Sunday, August 2, 2015

First Review of "Hotel Hilton Serengeti 2100" / "The Cecil Song"

Yevette heard "Hotel Hilton Serengeti 2100" first and her reaction was the music was good but she had not much use for the voice.  She thought that Barry White voice was too much, too powerful, etc.

Fair enough as that's what she heard.  That's not my first preference for what she would hear as the big win, here and in Germany, is 'that was fucking cool.'  There is another ultimate compliment when another musician calls your play 'tasty' but that one is too much inside whereas everyone knows what 'fucking cool' means.


Yevette mentioned Barry White as anyone with a deep voice has to be Barry White because he so owns that style but that's the only resemblance I heard in it.  My thinking was more toward Max Headroom, a processed electro-voice which is still human ... but only just.  Proto-Max wasn't trying to Barry White as I was actively aware of affecting any mannerism which might be thought 'pretending to be black' or pretending to be an African.
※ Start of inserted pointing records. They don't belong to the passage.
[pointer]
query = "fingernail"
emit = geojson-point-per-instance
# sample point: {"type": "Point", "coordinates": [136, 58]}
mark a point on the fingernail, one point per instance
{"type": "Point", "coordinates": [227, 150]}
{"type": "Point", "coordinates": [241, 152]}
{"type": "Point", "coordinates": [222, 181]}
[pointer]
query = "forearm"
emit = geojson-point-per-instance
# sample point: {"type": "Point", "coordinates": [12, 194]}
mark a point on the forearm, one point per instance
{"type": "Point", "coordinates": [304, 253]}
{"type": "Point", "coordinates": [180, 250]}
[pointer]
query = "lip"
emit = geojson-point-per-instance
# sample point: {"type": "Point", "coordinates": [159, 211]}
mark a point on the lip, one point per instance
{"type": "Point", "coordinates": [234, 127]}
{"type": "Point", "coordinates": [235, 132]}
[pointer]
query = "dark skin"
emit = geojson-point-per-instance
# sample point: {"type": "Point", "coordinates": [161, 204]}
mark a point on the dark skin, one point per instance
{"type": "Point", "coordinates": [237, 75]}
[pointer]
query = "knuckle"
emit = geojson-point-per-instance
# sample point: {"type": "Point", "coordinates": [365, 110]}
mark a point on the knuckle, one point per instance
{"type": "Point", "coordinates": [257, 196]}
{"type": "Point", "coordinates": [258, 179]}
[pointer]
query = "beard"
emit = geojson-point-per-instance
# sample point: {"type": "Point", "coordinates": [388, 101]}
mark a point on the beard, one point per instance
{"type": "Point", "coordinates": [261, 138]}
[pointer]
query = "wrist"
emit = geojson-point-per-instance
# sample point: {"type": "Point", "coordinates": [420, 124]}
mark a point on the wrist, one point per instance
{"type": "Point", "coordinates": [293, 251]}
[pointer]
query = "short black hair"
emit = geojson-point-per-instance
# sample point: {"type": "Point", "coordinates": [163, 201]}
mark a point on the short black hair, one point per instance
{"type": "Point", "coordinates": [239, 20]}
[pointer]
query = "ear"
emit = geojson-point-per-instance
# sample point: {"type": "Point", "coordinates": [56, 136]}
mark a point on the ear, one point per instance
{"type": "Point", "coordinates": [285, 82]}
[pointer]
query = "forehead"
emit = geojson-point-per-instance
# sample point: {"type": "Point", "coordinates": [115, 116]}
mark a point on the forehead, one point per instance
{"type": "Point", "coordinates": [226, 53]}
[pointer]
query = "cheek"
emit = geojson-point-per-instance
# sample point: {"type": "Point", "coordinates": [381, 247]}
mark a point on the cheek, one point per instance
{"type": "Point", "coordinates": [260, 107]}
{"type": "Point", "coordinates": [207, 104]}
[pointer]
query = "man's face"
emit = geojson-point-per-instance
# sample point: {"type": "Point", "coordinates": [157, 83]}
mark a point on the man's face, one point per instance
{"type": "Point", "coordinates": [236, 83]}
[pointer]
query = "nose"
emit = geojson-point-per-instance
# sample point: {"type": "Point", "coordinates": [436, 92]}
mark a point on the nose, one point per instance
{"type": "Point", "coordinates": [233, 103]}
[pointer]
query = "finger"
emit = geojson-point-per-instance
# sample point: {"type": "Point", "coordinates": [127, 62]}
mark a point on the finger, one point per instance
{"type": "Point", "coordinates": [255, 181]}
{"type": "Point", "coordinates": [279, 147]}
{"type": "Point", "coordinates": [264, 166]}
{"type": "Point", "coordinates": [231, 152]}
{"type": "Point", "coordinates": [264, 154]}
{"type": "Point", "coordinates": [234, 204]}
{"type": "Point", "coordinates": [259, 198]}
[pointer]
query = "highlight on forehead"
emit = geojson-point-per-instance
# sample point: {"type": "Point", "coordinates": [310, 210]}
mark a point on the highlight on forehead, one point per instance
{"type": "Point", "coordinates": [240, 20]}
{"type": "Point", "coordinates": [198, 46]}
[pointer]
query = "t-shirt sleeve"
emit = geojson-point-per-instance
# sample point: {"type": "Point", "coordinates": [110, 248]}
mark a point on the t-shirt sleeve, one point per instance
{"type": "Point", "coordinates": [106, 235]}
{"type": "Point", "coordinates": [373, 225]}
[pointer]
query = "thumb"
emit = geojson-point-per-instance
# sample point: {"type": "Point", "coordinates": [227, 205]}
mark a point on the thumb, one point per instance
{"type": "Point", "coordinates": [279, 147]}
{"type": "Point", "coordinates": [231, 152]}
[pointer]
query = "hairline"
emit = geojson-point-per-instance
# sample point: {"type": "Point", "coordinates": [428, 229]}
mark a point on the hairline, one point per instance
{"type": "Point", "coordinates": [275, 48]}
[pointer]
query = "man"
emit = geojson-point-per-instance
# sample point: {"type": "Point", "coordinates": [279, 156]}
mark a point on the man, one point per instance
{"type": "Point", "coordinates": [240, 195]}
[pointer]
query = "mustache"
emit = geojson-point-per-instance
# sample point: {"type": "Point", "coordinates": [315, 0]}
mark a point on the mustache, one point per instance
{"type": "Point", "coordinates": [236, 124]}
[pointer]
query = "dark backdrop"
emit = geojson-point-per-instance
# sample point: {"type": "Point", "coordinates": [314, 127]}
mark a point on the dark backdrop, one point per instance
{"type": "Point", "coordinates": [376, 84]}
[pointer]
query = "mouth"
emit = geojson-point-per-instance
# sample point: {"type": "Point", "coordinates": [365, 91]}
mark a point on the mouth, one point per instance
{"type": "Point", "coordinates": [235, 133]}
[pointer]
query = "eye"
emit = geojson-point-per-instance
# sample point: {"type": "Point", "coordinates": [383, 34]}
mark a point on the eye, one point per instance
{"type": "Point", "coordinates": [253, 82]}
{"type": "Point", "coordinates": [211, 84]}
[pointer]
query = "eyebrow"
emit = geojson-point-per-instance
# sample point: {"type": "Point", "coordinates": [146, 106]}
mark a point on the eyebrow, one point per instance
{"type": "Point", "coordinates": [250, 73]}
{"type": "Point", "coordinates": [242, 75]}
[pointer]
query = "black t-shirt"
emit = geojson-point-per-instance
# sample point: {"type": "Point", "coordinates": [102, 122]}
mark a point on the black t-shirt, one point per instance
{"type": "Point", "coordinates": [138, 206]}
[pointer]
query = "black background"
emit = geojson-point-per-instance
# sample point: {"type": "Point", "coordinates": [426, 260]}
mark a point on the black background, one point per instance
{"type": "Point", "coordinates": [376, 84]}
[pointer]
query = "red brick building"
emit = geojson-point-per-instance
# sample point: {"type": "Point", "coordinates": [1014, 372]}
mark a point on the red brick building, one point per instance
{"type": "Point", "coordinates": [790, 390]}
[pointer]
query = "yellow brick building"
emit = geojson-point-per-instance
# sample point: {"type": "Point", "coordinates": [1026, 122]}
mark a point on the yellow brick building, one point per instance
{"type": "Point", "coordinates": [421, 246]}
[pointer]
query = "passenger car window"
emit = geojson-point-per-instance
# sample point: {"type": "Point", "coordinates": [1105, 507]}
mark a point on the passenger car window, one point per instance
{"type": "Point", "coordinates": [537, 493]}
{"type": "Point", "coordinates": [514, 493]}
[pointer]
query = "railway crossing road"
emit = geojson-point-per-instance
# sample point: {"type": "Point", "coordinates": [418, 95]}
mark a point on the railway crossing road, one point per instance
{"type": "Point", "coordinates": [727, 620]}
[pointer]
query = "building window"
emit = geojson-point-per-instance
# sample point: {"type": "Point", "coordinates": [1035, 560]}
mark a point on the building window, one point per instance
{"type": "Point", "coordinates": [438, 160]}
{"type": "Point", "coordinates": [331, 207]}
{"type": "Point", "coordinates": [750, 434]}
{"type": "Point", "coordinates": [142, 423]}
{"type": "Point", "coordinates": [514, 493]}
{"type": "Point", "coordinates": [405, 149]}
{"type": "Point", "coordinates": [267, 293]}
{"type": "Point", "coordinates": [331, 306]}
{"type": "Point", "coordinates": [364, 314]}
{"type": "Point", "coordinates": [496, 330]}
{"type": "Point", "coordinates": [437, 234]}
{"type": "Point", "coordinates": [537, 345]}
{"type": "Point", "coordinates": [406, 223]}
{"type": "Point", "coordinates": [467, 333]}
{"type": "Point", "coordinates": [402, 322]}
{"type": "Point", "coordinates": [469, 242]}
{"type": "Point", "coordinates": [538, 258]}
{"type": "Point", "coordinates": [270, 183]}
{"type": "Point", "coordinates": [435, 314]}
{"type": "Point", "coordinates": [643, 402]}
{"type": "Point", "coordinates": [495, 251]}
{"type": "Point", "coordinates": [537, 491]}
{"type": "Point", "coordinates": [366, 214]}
There may be another shot at the song as the content is important to me and I like the dynamics of the musical aspect of the song.  There's more more freedom to do that in making tracks rather than using a looper and that still doesn't make me love making tracks but it's a good payoff.  There is no thinking toward changing the music particularly but there may be another go at the vocal.  My feeling is it has to be spoken rather than sung but not as some old guy rap.  That would be fine, it just isn't this song.

The vocal is the second live take as I junked the first, smoked a bowl, and went straight into another one.  There was no script to it because the first 'process' in what I'm doing is always impressionism.  Maybe it turns out to be a bad impression but that's what it was at that time.  That's an article by itself and the point just now is there's no reason to adhere to what was recorded in that track as that was what occurred to me at that time.  Maybe something altogether different comes if I do it again.
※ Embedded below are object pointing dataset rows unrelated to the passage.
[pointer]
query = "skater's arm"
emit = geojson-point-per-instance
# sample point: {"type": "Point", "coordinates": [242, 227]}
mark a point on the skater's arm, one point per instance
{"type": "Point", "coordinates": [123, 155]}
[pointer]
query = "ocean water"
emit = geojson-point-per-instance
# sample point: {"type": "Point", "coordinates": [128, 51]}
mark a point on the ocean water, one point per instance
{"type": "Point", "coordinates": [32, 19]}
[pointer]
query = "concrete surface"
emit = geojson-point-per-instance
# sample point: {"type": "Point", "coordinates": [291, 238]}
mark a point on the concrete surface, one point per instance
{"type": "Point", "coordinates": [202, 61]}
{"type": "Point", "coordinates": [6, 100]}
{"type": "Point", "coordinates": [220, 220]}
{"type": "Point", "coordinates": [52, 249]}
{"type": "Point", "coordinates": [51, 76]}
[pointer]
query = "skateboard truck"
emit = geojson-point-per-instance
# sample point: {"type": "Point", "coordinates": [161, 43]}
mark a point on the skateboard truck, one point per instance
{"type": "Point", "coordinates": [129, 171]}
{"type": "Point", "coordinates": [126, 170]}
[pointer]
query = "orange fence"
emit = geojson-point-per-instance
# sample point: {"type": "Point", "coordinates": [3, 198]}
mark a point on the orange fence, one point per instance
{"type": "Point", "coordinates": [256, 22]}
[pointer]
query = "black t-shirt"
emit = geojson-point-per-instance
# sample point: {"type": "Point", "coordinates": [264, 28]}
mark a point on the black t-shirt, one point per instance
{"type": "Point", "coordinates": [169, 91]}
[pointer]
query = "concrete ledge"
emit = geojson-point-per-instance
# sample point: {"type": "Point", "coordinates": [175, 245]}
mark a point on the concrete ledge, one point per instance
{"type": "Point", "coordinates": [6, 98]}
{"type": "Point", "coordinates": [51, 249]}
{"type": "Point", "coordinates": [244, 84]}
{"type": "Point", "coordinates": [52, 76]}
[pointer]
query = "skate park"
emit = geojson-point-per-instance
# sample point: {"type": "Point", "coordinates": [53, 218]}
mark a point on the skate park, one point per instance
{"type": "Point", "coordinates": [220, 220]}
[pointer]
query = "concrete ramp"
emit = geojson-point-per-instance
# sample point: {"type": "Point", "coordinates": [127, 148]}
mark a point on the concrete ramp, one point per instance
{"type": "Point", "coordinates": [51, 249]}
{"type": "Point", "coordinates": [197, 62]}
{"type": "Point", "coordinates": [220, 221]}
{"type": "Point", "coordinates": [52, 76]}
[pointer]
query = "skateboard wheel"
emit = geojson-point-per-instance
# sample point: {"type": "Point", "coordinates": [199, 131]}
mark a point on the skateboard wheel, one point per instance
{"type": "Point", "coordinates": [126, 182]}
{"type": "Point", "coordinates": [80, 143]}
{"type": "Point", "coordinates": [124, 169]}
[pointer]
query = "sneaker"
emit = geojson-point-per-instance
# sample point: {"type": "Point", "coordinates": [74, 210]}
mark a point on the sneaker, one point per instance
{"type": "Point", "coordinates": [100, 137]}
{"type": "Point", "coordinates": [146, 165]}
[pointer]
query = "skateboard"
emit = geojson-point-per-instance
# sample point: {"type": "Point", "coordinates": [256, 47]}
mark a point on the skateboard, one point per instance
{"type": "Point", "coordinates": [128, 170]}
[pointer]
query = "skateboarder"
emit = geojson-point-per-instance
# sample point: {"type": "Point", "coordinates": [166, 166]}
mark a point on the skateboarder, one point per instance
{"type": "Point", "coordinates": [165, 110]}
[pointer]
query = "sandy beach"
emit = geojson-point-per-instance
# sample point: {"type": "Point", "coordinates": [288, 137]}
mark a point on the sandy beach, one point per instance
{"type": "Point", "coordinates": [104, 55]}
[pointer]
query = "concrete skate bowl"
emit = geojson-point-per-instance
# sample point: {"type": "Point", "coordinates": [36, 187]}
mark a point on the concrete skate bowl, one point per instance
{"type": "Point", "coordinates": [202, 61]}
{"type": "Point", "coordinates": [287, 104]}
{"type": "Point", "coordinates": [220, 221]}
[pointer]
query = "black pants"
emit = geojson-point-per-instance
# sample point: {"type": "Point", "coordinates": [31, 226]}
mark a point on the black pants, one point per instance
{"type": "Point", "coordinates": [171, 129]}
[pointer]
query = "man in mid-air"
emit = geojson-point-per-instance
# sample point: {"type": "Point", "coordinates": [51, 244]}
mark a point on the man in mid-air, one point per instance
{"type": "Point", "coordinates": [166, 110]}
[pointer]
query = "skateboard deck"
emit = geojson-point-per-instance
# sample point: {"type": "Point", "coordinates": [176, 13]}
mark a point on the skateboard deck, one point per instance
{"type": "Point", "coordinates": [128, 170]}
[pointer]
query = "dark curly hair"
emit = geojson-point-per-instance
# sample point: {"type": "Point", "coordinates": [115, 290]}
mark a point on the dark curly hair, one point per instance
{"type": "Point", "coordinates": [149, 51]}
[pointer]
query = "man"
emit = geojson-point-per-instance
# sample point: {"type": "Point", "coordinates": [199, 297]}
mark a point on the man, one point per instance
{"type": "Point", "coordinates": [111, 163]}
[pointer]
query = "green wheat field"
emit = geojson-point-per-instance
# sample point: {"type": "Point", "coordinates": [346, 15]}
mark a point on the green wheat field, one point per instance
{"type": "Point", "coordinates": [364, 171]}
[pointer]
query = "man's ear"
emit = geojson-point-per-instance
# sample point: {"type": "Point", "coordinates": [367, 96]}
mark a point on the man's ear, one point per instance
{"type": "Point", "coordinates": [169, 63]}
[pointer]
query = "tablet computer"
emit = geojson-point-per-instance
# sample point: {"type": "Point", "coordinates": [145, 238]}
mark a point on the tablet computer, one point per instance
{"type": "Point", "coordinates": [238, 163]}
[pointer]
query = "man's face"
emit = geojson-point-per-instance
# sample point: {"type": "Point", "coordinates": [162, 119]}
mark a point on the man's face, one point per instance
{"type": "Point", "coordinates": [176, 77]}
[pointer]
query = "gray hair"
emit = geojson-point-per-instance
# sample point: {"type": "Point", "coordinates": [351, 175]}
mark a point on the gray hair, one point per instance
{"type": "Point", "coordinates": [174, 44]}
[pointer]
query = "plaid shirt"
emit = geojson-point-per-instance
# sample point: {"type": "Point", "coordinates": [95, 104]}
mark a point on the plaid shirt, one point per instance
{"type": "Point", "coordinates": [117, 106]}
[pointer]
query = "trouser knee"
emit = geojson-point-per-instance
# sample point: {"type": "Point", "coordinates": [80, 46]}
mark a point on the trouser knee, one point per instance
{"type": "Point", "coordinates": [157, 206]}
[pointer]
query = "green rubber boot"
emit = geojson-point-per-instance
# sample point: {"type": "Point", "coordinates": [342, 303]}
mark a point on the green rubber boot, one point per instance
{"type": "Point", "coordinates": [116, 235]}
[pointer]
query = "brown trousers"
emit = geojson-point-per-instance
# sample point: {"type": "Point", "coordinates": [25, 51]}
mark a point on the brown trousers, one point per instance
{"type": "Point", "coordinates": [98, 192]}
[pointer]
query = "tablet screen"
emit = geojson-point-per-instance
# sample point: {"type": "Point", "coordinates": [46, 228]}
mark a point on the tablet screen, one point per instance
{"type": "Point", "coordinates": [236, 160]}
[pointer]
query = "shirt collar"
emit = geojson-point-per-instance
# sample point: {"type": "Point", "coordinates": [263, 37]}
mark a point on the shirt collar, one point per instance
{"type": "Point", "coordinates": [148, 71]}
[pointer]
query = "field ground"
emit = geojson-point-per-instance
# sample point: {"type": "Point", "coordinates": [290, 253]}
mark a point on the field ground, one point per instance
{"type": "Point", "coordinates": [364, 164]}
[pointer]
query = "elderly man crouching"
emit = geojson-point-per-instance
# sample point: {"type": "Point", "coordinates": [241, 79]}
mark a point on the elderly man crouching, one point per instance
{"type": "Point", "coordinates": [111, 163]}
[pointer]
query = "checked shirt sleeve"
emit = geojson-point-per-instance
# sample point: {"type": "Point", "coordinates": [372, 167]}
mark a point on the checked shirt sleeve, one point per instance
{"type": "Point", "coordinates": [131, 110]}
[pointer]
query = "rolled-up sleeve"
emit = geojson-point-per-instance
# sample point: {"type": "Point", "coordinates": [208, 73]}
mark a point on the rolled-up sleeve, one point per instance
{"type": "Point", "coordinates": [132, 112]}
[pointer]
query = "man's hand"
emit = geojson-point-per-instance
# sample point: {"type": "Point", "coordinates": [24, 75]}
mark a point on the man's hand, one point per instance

Singing it does not strike me as appropriate as Cecil was the King and singing some blues song for him is anemic.  We want to show some power for the King as that's his world and making wimpy love songs is mine, at least when my world is not starting fires, etc.
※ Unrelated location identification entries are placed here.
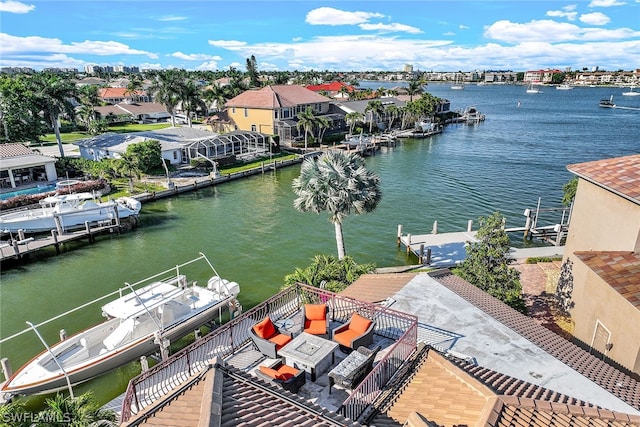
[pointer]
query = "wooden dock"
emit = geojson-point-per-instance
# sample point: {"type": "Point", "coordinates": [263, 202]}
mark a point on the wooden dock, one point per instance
{"type": "Point", "coordinates": [21, 246]}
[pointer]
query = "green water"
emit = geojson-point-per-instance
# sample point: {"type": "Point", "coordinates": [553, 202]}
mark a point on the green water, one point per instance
{"type": "Point", "coordinates": [252, 234]}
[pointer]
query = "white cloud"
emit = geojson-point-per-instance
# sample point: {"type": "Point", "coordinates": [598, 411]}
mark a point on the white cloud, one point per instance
{"type": "Point", "coordinates": [195, 56]}
{"type": "Point", "coordinates": [228, 44]}
{"type": "Point", "coordinates": [331, 16]}
{"type": "Point", "coordinates": [387, 28]}
{"type": "Point", "coordinates": [571, 16]}
{"type": "Point", "coordinates": [29, 45]}
{"type": "Point", "coordinates": [595, 18]}
{"type": "Point", "coordinates": [15, 7]}
{"type": "Point", "coordinates": [606, 3]}
{"type": "Point", "coordinates": [552, 32]}
{"type": "Point", "coordinates": [172, 18]}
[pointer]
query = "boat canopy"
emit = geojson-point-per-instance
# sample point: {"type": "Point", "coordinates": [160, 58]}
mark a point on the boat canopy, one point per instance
{"type": "Point", "coordinates": [147, 298]}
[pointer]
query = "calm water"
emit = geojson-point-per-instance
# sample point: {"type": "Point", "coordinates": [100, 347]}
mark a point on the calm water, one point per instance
{"type": "Point", "coordinates": [253, 235]}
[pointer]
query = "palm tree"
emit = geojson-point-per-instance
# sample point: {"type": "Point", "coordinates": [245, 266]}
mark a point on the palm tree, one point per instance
{"type": "Point", "coordinates": [127, 165]}
{"type": "Point", "coordinates": [376, 109]}
{"type": "Point", "coordinates": [80, 411]}
{"type": "Point", "coordinates": [352, 118]}
{"type": "Point", "coordinates": [306, 120]}
{"type": "Point", "coordinates": [53, 95]}
{"type": "Point", "coordinates": [165, 90]}
{"type": "Point", "coordinates": [416, 87]}
{"type": "Point", "coordinates": [339, 183]}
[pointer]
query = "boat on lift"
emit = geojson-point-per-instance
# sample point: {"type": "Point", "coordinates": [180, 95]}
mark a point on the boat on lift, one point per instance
{"type": "Point", "coordinates": [138, 323]}
{"type": "Point", "coordinates": [68, 212]}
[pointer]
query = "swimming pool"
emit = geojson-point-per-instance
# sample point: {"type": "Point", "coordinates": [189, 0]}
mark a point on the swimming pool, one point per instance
{"type": "Point", "coordinates": [34, 190]}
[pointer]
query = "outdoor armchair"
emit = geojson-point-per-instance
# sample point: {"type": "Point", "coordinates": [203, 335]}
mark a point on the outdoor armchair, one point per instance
{"type": "Point", "coordinates": [356, 332]}
{"type": "Point", "coordinates": [287, 377]}
{"type": "Point", "coordinates": [316, 321]}
{"type": "Point", "coordinates": [268, 338]}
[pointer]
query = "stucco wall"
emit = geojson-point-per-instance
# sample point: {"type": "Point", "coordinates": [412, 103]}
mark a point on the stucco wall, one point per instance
{"type": "Point", "coordinates": [596, 301]}
{"type": "Point", "coordinates": [603, 221]}
{"type": "Point", "coordinates": [262, 119]}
The song is important to me as trophy killing exemplifies a sociological phenomenon of entitlement for rich white people in which anything goes so long as you have enough money to bribe people to do it.  I like it that this topic addresses that theme without any need to hammer it by stating it specifically.  It's also true the Serengeti will become like Miami Beach ... if we let it.  Seeing the Serengeti has been a dream all my life and I doubt I'll make it but I absolutely want it to be there just as it is now for some other kid who does manage to pull off that dream.